Accepting the the Cecil B. de Mille Award at the Golden Globes, Jane Fonda made an heartfelt plea for Hollywood to ramp up its push toward diversity both on and off screen. (Watch the full speech above.)
She reeled off the titles of several recent films that had “deepened my empathy,” before turning her focus to the entertainment industry. “Stories really can change people,” she said. “But there’s a story we’ve been afraid to see and hear about ourselves in this industry. A story about which voices we respect and elevate and which we tune out. A story about who is offered a seat at the table and who is kept out of the rooms where decisions are made.”

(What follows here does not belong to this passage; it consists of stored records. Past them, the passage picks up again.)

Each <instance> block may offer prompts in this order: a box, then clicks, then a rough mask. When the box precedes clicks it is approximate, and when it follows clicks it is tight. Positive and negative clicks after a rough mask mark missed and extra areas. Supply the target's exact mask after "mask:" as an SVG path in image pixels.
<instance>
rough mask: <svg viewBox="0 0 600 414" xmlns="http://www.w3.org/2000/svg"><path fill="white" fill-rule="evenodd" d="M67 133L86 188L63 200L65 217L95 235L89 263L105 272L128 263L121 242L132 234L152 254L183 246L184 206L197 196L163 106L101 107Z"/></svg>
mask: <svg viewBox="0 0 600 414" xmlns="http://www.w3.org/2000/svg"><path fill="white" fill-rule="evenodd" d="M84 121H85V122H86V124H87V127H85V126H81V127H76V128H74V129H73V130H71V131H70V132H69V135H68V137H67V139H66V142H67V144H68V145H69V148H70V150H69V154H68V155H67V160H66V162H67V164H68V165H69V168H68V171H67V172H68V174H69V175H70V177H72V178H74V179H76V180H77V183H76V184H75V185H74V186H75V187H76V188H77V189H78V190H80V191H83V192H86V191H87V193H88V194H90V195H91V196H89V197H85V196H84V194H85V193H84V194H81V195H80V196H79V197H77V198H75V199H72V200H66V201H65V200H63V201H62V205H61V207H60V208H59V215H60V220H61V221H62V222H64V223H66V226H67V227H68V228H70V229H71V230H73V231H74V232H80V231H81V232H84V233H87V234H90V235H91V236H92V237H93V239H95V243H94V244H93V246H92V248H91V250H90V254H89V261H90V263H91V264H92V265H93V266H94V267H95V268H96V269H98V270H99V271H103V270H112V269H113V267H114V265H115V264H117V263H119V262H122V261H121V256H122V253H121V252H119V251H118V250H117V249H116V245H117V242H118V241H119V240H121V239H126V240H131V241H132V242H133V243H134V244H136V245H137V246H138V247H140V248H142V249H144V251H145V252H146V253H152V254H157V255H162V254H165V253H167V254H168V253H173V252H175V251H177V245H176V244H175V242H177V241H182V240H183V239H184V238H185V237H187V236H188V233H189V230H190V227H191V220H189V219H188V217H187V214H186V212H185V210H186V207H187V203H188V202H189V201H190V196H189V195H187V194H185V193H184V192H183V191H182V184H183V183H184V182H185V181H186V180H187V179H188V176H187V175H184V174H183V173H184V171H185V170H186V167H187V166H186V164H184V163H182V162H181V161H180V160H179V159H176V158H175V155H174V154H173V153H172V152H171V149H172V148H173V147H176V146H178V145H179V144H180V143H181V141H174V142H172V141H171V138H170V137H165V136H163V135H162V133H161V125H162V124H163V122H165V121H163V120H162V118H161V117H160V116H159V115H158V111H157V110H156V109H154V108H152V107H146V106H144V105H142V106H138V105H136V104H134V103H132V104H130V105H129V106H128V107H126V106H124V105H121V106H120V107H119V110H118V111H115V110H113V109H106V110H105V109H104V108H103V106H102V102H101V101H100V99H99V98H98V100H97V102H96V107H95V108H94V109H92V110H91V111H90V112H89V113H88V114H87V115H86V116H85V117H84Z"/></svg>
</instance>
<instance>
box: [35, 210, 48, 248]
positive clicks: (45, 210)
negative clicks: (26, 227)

Fonda continued, “Let’s all of us — including all the groups who decide who gets hired and what gets made and who wins awards — let’s all of us make an effort to expand that tent, so that everyone rises and everyone’s story has a chance to be seen and heard.”
As an eight-time Golden Globe winner (and 15-time nominee), Fonda began her speech with a heartfelt thank-you to the Hollywood Foreign Press Association. Apart from a glancing reference to awards organizations during her call for inclusiveness, she did not make any mention of the HFPA’s high-profile struggle to retain its foothold in awards season. After an investigative report in the LA Times raised oft-mounted critiques of the group’s ethics, a number of industry figures also blasted the group for not having a single Black member, a fact that members acknowledged onstage earlier in the NBC telecast.
Fonda’s speech represented a departure from those given by many De Mille recipients, who tend to reflect on specific collaborations with filmmakers or actors or others in the business. Fonda, for one thing, was far more brief, speaking for barely three-and-a-half minutes. Rather than going through a list of names or projects, instead focusing on larger themes, naming “all the great conduits of perception — Buddha, Muhammad, Jesus, Lao Tse — all of them spoke to us in stories and poetry and metaphor because the non-linear, non-cerebral of our art speak on a different frequency.”
The De Mille award is chosen by the HFPA Board of Directors and given annually to an individual who has made a lasting impact on the film industry.
Fonda, daughter of Hollywood legend Henry Fonda and brother of the late Easy Rider actor Peter Fonda, is a two-time Oscar-winning actress (1971’s Klute and 1978’s Coming Home), producer, author, activist and fitness guru.
A co-star of long-running Netflix comedy Grace and Frankie, Fonda is also set to voice a lead role in Skydance Animation’s upcoming feature, Luck. Her most recent film, Book Club, was released in 2018, and HBO the same year aired the Emmy-nominated documentary Jane Fonda in Five Acts, which depicts her life and activism. A longtime social activist and fundraiser, Fonda currently leads Fire Drill Fridays, a national movement to raise public awareness of the urgency of the climate crisis. Her latest book, What Can I Do? My Path From Climate Despair to Action, was released last fall by Penguin Press.